For businesses, you’re basically looking at it from the other side of the coin: as more buyers are considering the switch to solar backed by storage, the market will no doubt evolve as the solar providers themselves will be forced to further develop their offerings to be able to stand out from the crowd. And for customers that already have solar and storage implemented: a competent solar provider will have designed their system in such a way that future software updates can maximise the overall system yield even further.

So if you are a company currently looking into solar to power your operations, what should you think about when it comes to storage + digital today? 

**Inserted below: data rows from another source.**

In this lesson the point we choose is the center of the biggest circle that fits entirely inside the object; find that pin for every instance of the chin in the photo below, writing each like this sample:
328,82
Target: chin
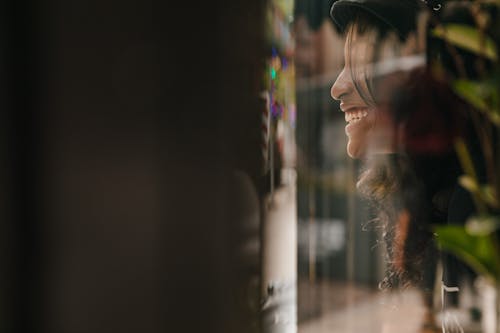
354,151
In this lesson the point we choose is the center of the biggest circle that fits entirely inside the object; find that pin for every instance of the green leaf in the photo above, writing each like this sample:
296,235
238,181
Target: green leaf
482,225
468,38
478,251
489,195
477,94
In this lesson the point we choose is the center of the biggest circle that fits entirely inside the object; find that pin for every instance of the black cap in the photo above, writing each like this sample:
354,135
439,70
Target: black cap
399,15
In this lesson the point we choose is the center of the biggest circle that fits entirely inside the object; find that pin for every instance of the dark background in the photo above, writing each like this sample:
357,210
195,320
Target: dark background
122,123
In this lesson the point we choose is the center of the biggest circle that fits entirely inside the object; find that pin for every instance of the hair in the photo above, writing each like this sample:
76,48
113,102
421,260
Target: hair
410,189
364,24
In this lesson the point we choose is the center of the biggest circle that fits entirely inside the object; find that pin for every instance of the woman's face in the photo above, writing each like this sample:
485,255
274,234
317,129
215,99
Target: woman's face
368,129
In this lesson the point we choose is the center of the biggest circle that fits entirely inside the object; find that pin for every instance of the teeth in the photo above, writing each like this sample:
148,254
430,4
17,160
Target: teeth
355,116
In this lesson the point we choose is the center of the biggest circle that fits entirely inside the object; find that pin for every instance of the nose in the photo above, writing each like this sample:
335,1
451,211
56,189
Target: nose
342,86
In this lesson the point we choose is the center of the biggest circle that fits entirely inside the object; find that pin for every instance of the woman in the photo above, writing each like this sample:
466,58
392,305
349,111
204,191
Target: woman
401,123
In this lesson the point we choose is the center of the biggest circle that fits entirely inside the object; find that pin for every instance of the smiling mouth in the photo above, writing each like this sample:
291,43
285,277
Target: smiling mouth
355,115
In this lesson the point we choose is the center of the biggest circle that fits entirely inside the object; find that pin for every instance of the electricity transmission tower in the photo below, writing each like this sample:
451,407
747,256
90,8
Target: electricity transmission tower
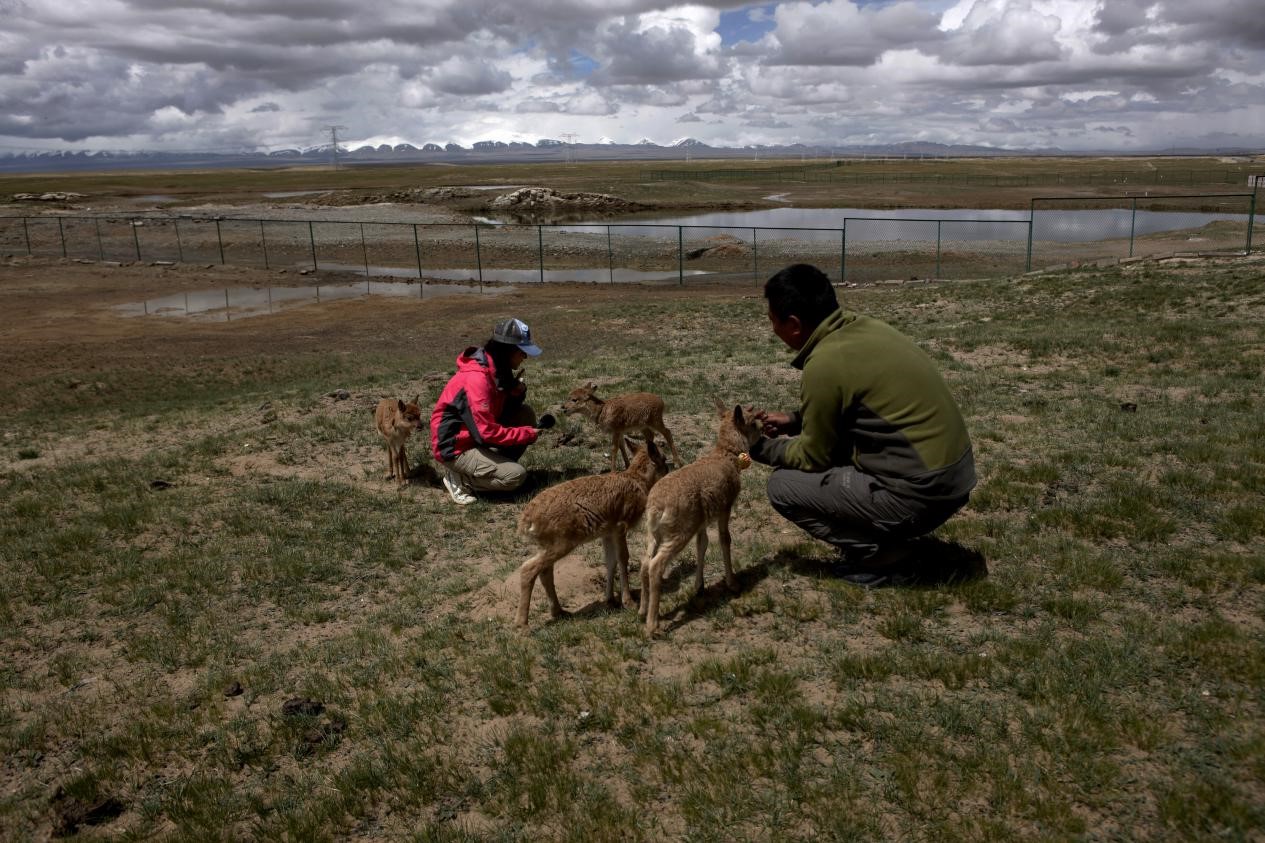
333,141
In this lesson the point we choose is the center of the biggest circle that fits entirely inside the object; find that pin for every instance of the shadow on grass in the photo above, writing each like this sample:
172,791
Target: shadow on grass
426,474
932,562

If you’ve done your due diligence, you might conclude that it would be wise to wait just a little bit longer before you invest in solar, and you’d get that “next generation” of storage capabilities from day 1. I believe this is a fallacy – especially in the world of PPAs.

Remember that the evolution of storage (and software!) will only accelerate from here on. I recommend that you find a partner that you can trust knows solar not just today, but also tomorrow. Such a partner will either have a storage offering already, or they’ll be able to add it later – when the financials of doing so are sound for both parties.

Personally, I’d also make sure that the partner you go with has a software-first mindset. Or to put it another way: it’s relatively straightforward to add hardware (like storage) to an existing installation, but the overall yield can’t be optimised unless you keep pushing the limits for the software that connects it with the market, your forecasts, etc.

Mattias Arrelid, Chief Product Officer at Alight

Prior to joining Alight, Mattias spent more than 10 years at Spotify – most recently as their Head of Content Platform. In this role, Mattias led some of the most integral products that powers Spotify’s audio catalog – ranging from ingestion of music and podcasts to systems that auto-discovers and organises knowledge about creators and content.

As Alight’s Chief Product Officer, Mattias looks at the combination of solar power, storage and digital capabilities in order to maximize efficiency, savings and sustainability value from our customer’s solar projects.

Notes

[1] There’s always been software present in the solar space, but the various pieces have traditionally been working in Think logging of production data for the panels, battery management systems trying to optimise the lifecycle for the storage capabilities, and so on.

[2] The platforms enabling transactions on the main grids (like Nordpool) may not expose the data needed to perform such optimisations today, but they are constantly evolving.